20 January 2009

But will Charest expropriate?

Alcan closes a smelter and slashes production in the latest round of cuts and adjustments:

    • A further six per cent reduction in aluminium production, bringing the total reduction to approximately 11 per cent, and close to six per cent reduction in alumina production
    • Reduction in global workforce by approximately 1100 roles (300 contractors and 800 employee roles)
    • Substantial cost reduction programmes in Rio Tinto Alcan facilities worldwide
    • Permanent closure of Beauharnois smelter in Quebec, Canada
    • Production at Vaudreuil alumina refinery in Canada to be temporarily curtailed by 400,000 tonnes
    • Expected sale of interest in Alcan Ningxia joint venture in China
    • As previously announced, the anticipated ending of smelting operations at Anglesey Aluminium joint venture in the United Kingdom in September 2009 when the current power contract expires. The impact on production and headcount is included in these figures.

-srbp-

5 comments:

Peter L. Whittle said...

Why would Charest do that?. Even with he closure of the Beauharnois smelter, ALCAN will employ 7000 people in Quebec.

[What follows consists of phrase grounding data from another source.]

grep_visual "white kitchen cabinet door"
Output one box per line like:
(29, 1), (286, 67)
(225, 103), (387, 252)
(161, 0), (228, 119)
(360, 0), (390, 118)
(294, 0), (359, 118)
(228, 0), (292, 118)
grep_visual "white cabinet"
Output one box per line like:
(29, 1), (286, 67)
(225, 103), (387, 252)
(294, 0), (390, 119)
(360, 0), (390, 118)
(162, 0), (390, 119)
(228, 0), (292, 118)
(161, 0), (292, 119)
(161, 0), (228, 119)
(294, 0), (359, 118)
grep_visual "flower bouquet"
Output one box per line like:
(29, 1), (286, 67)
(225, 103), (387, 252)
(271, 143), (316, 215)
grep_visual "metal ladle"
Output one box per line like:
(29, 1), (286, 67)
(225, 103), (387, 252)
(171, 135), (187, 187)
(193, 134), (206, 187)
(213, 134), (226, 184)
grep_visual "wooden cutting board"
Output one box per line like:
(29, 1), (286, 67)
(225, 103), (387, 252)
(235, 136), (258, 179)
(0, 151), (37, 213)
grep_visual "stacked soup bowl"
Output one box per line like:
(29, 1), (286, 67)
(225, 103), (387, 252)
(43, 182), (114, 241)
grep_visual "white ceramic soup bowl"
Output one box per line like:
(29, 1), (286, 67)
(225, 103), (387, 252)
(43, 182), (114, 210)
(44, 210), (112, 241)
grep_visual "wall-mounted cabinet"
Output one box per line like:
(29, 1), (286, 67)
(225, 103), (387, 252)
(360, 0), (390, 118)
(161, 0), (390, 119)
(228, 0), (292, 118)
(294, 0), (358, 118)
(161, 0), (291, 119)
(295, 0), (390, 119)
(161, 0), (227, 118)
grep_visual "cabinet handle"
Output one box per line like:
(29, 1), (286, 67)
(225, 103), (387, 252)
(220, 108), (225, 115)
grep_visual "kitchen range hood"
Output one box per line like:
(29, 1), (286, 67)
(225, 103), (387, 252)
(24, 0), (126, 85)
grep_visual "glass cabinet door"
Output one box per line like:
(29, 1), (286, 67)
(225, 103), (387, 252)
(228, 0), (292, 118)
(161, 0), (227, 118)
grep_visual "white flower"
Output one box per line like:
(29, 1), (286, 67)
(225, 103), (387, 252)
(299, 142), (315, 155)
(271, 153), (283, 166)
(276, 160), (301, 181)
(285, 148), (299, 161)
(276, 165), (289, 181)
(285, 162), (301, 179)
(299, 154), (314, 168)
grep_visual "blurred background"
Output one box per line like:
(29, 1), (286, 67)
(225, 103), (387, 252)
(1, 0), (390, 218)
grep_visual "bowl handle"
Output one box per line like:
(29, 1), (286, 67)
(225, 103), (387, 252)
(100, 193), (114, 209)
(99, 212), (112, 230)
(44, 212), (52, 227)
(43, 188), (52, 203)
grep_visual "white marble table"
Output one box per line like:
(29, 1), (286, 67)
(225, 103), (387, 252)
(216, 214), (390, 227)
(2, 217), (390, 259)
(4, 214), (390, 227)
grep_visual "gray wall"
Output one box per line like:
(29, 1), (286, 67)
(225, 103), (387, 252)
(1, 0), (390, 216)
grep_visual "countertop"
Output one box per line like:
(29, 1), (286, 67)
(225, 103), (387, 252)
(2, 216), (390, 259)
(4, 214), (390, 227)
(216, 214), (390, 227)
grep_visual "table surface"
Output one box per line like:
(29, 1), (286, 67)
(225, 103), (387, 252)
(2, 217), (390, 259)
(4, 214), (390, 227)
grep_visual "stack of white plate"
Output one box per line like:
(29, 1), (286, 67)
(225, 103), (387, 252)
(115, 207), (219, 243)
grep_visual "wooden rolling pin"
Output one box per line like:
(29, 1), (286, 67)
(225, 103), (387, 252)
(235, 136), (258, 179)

Alcan also operates six hydroelectric power plants, with an average annual production capacity of some 17.5 TWh.

It invests for the future in Quebec, for example the Alma smelter.

It has paid more than CAN$800 million to the Quebec government in charges relating to water usage.

I do not hear any talk of Alcan selling its hydroelectric assets to other companies to generate cash.

Water and electricity are at the very heart of Alcan's presence in Quebec. Without a long-term supply of electricity and those water rights the company would be uncompetitive.

Now if Alcan was shutting down all of its operations and than selling its hydro assets in such a way that might impact Quebec's energy plan in such a ways ti impact economic development I am sure Charest would be looking at his options.

WJM said...

Why would Charest do that?

Why did Danny?

Edward G. Hollett said...

Well, Peter, since your sense of humour detector is obviously busted, let's play along.

ALCAN received things from the people of Quebec to develop for the people of Quebec.

Now if you want to look at the local situation, let's see:

ALCAN operates hydro plants just as Abitibi did up until they were expropriated.

If ALCAN doesn't need all that capacity any more what will it do with hydro assets? Interesting question and one you are likely to leave unanswered since it undermines your own position.

In addition, though, doesn't ALCAN received electricity from HQ at massive subsidies?

ALCAN invests? Obviously not at Beauharnois. That plant was scheduled to close in 2015 because its technology is old, out-moded antiquated and otherwise clapping out.

There's your investment for you. Bleeding the people of Beauharnois dry and leaving nothing in return to borrow the rhetoric of the local expropriation fanatics.

But let's leave all the fun and humour to one side. One can play silly rhetorical games about Abitibi - as the expropriators do - or one can deal with the issues seriously.

There's something more interesting to discuss and that's your last comment.

You claim, by implication, that
Abitibi was planning to sell its hydro assets in such a way as to:

a. impact [the province's] energy plan, and to do so

b. "in such a ways to impact economic development."

Do you have any evidence or argument to back that one up or are you just pulling it out of thin air?

Of course, you might well claim you never actually said Abitibi, that you were just speaking hypothetically. But then again, if that's your position that would be more of the local pols old-fashioned rhetoric.

Do you have a shred of evidence or explanation to back up your insinuation?

WJM said...

Now if Alcan was shutting down all of its operations and than selling its hydro assets in such a way that might impact Quebec's energy plan

Energy plan?

The only governments I know of that are thoroughly fixated on "plans" are those of moral compasses like Mae Tse Tung's, Enver Hoxha's, and Danny Williams'.

in such a ways ti impact economic development I am sure Charest would be looking at his options.

How would Abitibi, as former operator of a hydro facility in Newfoundland, be "impacting" "economic development" in Newfoundland by selling its operation to some other operator?

What's that operator going to do? Transmit that power to a customer in, um, well, Newfoundland?

Set up a big battery-charging plant to export Our Dear Energy?

The real fear, it would seem, is that a company might actually turn a buck for its shareholders. And as long as that's a fear for the NDP government of Newfoundland. and Labrador, then the business climate is going to sour even worse than it already has.

Where's Bradley George when you need him?

Winston Smith said...

I'm surprised that no one has mentioned Dangovt's amazing recycling program, which, along with NALCO, is putting the province at the cutting edge of energy technology:
http://www.theglobeandmail.com/servlet/story/RTGAM.20090121.wnfldaudit0121/BNStory/National/home

No doubt this is part of a super secret energy plan to use all those worn-out tires to dam the Lower Churchill and the old cans to construct a power grid.

That Dangovt..you just don't know what amazing thing they're going to do next.